As the Republican primary season marches along, a novel use of technology in politics is evolving even more rapidly, and arguably in a more interesting way, than the race itself: the analysis of social media to take the pulse of public opinion about candidates. In addition to simply tracking mentions about political candidates, people are starting to suggest that volume and sentiment analysis on tweets (and other social media, but Twitter is the poster child here) might produce useful information about people's viewpoints, or even predict the success of political campaigns. Indeed, it's been suggested that numbers derived from Twitter traffic might be better than polls, or at least better than pundits. (Is that much of a bar to set? Never mind.)

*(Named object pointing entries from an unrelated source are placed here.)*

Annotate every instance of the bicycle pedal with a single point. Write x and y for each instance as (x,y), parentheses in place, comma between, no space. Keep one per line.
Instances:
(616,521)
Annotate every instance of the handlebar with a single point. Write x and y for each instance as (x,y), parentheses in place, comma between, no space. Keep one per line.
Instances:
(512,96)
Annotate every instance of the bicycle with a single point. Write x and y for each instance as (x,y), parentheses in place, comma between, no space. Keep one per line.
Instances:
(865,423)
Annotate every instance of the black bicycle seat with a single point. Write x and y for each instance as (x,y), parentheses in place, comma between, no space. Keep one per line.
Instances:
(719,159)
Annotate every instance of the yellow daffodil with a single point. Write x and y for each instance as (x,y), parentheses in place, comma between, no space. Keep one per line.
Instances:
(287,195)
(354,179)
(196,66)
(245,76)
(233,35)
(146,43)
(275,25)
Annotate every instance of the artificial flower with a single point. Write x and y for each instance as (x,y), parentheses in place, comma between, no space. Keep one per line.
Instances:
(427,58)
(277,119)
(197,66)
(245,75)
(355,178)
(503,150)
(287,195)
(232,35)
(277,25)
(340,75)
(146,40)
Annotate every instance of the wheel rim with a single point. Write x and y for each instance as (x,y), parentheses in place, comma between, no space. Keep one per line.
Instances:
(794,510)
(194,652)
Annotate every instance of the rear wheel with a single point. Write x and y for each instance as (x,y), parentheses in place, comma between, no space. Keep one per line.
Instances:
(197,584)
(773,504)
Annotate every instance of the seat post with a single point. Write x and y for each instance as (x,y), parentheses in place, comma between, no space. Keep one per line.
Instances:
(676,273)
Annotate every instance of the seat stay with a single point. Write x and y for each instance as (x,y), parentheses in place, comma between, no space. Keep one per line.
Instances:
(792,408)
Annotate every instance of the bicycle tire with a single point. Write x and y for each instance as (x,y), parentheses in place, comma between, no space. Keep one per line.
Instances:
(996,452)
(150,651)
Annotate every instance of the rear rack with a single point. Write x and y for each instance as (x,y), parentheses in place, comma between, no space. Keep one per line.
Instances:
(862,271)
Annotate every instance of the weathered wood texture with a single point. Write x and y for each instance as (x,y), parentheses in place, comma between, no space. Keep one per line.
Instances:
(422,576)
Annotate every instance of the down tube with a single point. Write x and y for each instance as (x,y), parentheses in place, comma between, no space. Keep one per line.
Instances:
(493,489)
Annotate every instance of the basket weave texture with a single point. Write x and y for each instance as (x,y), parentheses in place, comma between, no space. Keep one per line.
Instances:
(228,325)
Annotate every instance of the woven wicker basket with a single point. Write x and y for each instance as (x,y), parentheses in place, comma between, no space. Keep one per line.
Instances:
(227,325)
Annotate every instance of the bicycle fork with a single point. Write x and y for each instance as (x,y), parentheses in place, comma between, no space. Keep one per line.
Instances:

Although I used Justin and his Bieberettes to get the discussion rolling back in November, I definitely had politics in mind:

My worry is compounded by the fact that social media sentiment analyses are being presented without the basic caveats you invoke in related polling scenarios. When you analyze social media you have not only a surfeit of conventional accuracy concerns like sampling error and selection bias (how well does the population of people whose posts you're analyzing represent the population you're trying to describe?), but also the problem of
"automation bias" — in this case trusting that the automatic text analysis is correct. Yet the very same news organization that reports traditional opinion poll results with error bars and a careful note about the sample size will present Twitter sentiment analysis numbers as raw percentages, without the slightest hint of qualification.

I'll say it again: for some reason, when a piece of technology enters the picture, rigor seems to go out the window. Have you been looking at the "plus or minus" values for "percentage positive" and "percentage negative" numbers about the candidates, when the numbers come from social media? Me neither. That's because nobody is producing them.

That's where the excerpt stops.